May monthly retail sales growth improved from -14.7% to 17.7%. That destroyed estimates for 7.5% even though the April growth rate was revised up 1.7%. Higher revisions make for tougher comparisons. As you can see from the chart above, yearly growth was still weak as it was -6.1%. We’ve only recovered a little above the trough in the last recession. Growth went from depressionary to recessionary. Clothing and accessory retail sales are still 63.3% below its February reading. Non-store retail sales is actually 25.4% above the February level. That’s because of the shift to online shopping. The control group had 10.6% monthly growth which destroyed estimates for 4% growth even though April’s rate was revised up from -15.5% to -12.6%.
Hedge Funds Are Very Long
According to the June fund managers’ survey by Bank of America, cash balances fell from 5.7% to 4.7% which was the biggest drop since August 2009. It’s not retail traders pushing the market higher; it’s rich investors. The last leg of the rally has been performance chasing as managers were caught with too little in U.S. stocks in May. They looked bad to their investors after the rally since late March, so they recently have been buying at any price.

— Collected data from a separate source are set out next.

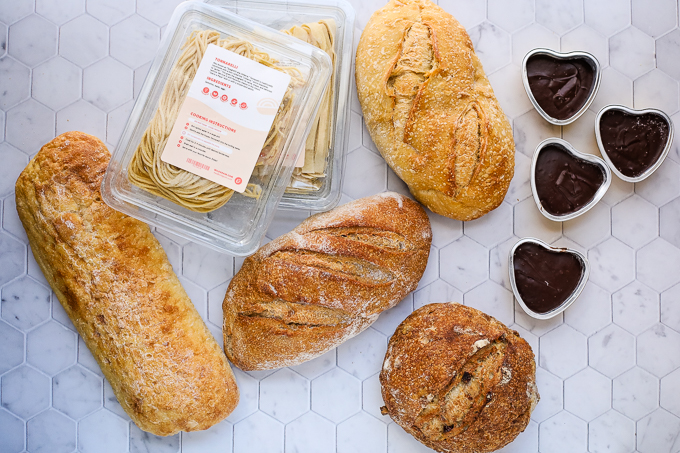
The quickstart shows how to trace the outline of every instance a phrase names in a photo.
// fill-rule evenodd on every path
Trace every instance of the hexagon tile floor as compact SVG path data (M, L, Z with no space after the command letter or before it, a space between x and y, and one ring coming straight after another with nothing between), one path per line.
M676 0L439 0L467 27L517 143L505 202L474 222L431 215L430 262L416 292L337 350L290 369L235 370L241 402L205 432L140 431L66 317L27 247L14 205L19 172L56 134L118 140L176 0L0 0L0 452L424 452L380 415L387 340L414 308L459 301L518 330L534 349L541 402L504 452L680 451L680 142L647 181L614 178L579 219L544 219L531 198L537 143L563 137L597 153L593 122L620 103L678 112ZM383 0L353 0L356 39ZM550 126L522 87L533 47L583 49L602 64L590 110ZM353 95L343 201L405 192L362 124ZM680 135L680 134L679 134ZM677 136L677 135L676 135ZM280 212L268 237L307 212ZM221 302L241 260L157 231L182 283L221 339ZM550 321L513 301L507 253L523 236L587 252L590 282Z

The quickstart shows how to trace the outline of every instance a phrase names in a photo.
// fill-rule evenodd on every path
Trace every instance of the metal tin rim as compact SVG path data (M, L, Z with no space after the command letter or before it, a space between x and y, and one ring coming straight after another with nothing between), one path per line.
M557 118L553 118L552 116L548 115L545 112L545 110L543 110L543 108L538 104L536 98L534 97L534 94L531 92L531 87L529 86L529 76L527 75L527 60L529 60L530 57L536 54L547 54L559 60L567 60L570 58L585 58L586 60L589 60L594 66L595 80L593 81L593 90L590 92L590 96L588 96L588 99L586 99L585 104L583 104L579 111L572 115L570 118L567 118L566 120L558 120ZM529 96L531 104L533 104L534 108L543 117L543 119L545 119L550 124L554 124L556 126L566 126L567 124L571 124L574 121L576 121L581 115L583 115L586 110L588 110L588 107L590 107L590 104L592 104L593 100L595 99L595 96L597 96L598 90L600 89L601 76L602 71L600 67L600 62L598 61L597 58L595 58L593 54L585 51L577 50L573 52L557 52L555 50L538 47L536 49L530 50L522 60L522 82L524 83L524 89L527 92L527 96Z
M526 244L528 242L531 242L533 244L537 244L541 247L544 247L548 250L552 250L554 252L559 252L559 253L571 253L572 255L575 255L578 260L581 262L581 265L583 267L583 272L581 273L581 279L578 282L578 285L576 285L576 288L574 291L571 293L571 295L564 301L562 302L557 308L547 312L547 313L537 313L527 307L527 305L524 303L524 300L522 300L522 296L519 295L519 291L517 290L517 282L515 281L515 265L514 265L514 256L515 256L515 251L517 248L522 245ZM583 291L583 288L585 288L586 283L588 283L588 277L590 276L590 264L588 263L588 258L586 256L579 252L578 250L570 249L570 248L564 248L564 247L552 247L545 242L541 241L540 239L536 239L533 237L525 237L517 241L517 243L510 249L510 254L508 255L508 274L510 274L510 286L512 286L512 292L515 295L515 299L517 300L517 303L522 307L524 312L531 316L532 318L535 319L550 319L553 318L560 313L562 313L564 310L569 308L571 304L574 303L574 301L578 298L578 296L581 294Z
M654 113L656 115L661 116L664 121L668 124L668 140L666 141L666 146L664 147L663 151L661 152L661 155L659 158L656 160L654 165L649 167L647 170L645 170L641 175L635 176L635 177L630 177L626 176L623 173L621 173L618 168L614 165L614 163L611 161L609 158L609 154L607 154L607 151L604 149L604 144L602 143L602 136L600 134L600 120L602 119L602 115L604 115L606 112L610 110L622 110L626 113L629 113L631 115L639 116L639 115L644 115L645 113ZM602 157L604 158L605 162L607 162L607 165L611 169L611 171L614 172L616 176L619 177L619 179L622 179L623 181L626 182L640 182L645 179L647 179L649 176L654 173L657 168L661 166L661 164L666 160L666 156L668 156L668 152L670 149L673 147L673 135L674 135L674 128L673 128L673 121L671 120L670 116L666 114L665 112L659 110L659 109L632 109L630 107L626 107L625 105L620 105L620 104L609 104L597 113L597 117L595 118L595 137L597 139L597 147L600 148L600 154L602 154Z
M553 143L563 147L569 154L576 157L577 159L585 160L599 166L600 168L602 168L602 171L604 172L604 182L602 183L600 188L597 189L597 192L595 192L595 196L593 197L593 199L586 203L578 211L570 212L569 214L564 215L553 215L546 211L545 208L543 207L543 204L541 203L541 200L538 198L538 193L536 191L536 162L538 161L538 155L546 147L546 145ZM571 220L588 212L593 206L597 204L598 201L602 199L602 197L604 197L604 194L607 193L607 189L609 189L609 185L611 184L611 182L612 174L611 171L609 170L609 166L607 166L604 160L593 154L586 154L576 150L573 146L571 146L571 143L561 138L548 138L543 140L536 147L536 151L534 151L534 157L531 159L531 193L534 196L534 202L536 203L536 207L538 207L538 210L541 211L541 214L555 222L564 222L566 220Z

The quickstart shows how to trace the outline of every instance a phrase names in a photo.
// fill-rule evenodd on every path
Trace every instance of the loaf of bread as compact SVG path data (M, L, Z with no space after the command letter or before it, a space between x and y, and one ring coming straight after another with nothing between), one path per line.
M308 218L232 279L222 305L227 357L263 370L338 346L418 286L431 242L425 211L396 193Z
M501 204L514 142L465 29L429 0L391 0L356 56L366 126L418 201L459 220Z
M531 346L517 332L474 308L425 305L387 346L382 412L434 450L491 452L529 423L535 374Z
M19 176L33 255L125 412L166 436L207 429L238 403L234 375L149 227L109 208L110 154L69 132Z

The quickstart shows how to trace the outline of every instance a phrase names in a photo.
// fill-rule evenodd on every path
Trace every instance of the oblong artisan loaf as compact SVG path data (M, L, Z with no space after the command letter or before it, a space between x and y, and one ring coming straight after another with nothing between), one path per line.
M248 257L229 284L227 357L262 370L338 346L418 286L431 242L425 211L396 193L308 218Z
M429 0L392 0L364 29L356 83L366 126L418 201L459 220L501 204L510 123L465 29Z
M397 327L380 384L383 413L441 452L503 447L524 431L539 399L531 346L455 303L425 305Z
M234 375L149 227L109 208L110 154L62 134L19 176L33 255L125 412L145 431L207 429L238 403Z

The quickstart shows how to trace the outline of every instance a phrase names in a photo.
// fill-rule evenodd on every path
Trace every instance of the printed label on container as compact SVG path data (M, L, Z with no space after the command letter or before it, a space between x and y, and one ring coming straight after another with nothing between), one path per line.
M208 45L161 160L246 189L290 75Z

As you can see from the chart below, hedge fund net equity exposure increased from 34% to 52% which is the highest since September 2018. Following that reading, stocks corrected 20%.
It’s ironic that managers have gone so long because these same managers think stocks are overvalued. A record net 78% of managers said the stock market is overvalued. This indicator goes back to 1998 which means it includes the peak of the tech bubble.
It’s interesting that only 18% of fund managers think there will be a V-shaped recovery. This is the definition of holding your nose and buying stocks. That analogy means managers are buying even though they don’t fully believe in the bull case. As you can see from the chart below, mangers are overweight U.S. stocks, not global equities. They are underweight emerging markets and overweight cash. That’s using the Z-score of positioning in June versus history.
The consumer is showing improvement, especially in New York which has partially reopened. The retail sales report beat estimates dramatically as economists either underestimated the recovery or thought it would start in earnest later. Retail traders aren’t driving the market higher; it’s fund managers. They were caught underweight U.S. equities in May even though the stock market has rallied significantly off the March 23rd low. In the past few weeks, they have chased stocks. They are very long even though more think the market is overvalued than in the late 1990s which was the most expensive market ever. To be clear, retail trading activity is a signal of exuberance (it just doesn’t move prices).